Kast (1991), emphasizing the importance of joy to our everyday lives, asks: Can joy be induced? Could joy be abundant? Joy is an experience of contentless consciousness, not something one speaks about, but rather, experiences. There is a need to remove dynamic barriers and increase professional judgement in regard to the subject. Is it possible to release the default connection between responsibility and burden? In a therapist and patient relationship, or as a mother and baby, or as a planner and city, can we bring the vitality and joy rooted within us and our relationship with the world into our roles? The answer to this question has to do with our decision to undertake these roles and our intention to influence life to be worthwhile and enjoyable.

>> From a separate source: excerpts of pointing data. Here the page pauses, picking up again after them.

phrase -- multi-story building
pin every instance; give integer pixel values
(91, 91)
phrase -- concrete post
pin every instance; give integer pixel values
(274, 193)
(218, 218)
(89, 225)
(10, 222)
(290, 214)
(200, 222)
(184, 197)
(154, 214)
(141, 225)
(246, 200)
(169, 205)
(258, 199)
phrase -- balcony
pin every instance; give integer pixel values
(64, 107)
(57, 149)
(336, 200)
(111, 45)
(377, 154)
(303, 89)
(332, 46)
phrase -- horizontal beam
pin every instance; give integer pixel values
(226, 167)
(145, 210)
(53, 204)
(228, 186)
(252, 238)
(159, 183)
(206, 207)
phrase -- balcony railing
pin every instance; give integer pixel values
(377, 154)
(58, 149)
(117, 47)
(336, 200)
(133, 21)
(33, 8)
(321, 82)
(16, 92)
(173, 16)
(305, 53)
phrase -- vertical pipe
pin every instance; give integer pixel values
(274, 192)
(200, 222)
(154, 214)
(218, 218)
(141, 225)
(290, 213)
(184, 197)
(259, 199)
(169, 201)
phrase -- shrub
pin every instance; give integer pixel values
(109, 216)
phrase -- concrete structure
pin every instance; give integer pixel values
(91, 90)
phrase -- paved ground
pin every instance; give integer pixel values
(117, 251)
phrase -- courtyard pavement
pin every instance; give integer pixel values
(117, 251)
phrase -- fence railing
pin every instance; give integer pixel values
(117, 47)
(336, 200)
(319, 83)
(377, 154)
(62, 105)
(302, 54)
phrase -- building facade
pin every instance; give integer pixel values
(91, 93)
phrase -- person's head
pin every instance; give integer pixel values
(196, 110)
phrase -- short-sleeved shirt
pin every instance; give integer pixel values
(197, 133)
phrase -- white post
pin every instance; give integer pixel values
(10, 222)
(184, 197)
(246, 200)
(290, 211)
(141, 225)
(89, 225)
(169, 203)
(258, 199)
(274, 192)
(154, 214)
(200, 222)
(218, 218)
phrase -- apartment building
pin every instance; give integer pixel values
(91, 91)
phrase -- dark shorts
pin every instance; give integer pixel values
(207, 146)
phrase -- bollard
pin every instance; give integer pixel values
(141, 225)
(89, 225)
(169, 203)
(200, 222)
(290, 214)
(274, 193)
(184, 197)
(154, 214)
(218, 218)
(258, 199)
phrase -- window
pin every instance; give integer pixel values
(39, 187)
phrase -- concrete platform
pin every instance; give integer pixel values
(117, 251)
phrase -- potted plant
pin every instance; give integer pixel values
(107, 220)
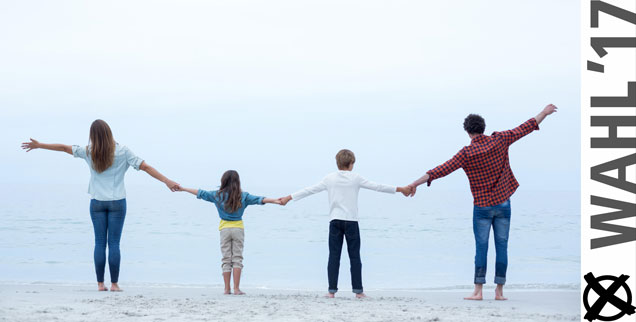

Consistent with complexity theory and towards the “tool phase”, this study focuses on four planning strategies, their characteristics and composition and explains the motivation and reasoning for multi-system comprehensive planning. However, while the descriptive complexity theory assumed that certain fixed relations, e.g. an ordering, are present, we do not consider such built-in relations. The research highlighted the accumulated impact of the relationships between the object and the subject–between the therapist and the patient, the planner and the plan as well as between the individual users and the urban fabric as a whole. In order to increase empathy, as part of balancing the desire to preserve local culture with the proposed development, exposing the entire city to the local culture that has developed over generations at Beit Safafa may be economically, socially, and environmentally beneficial. As a consequence of the present study, various interdisciplinary issues, such as sustainability, require new solutions that combine economics, sociology, and building engineering as a basis.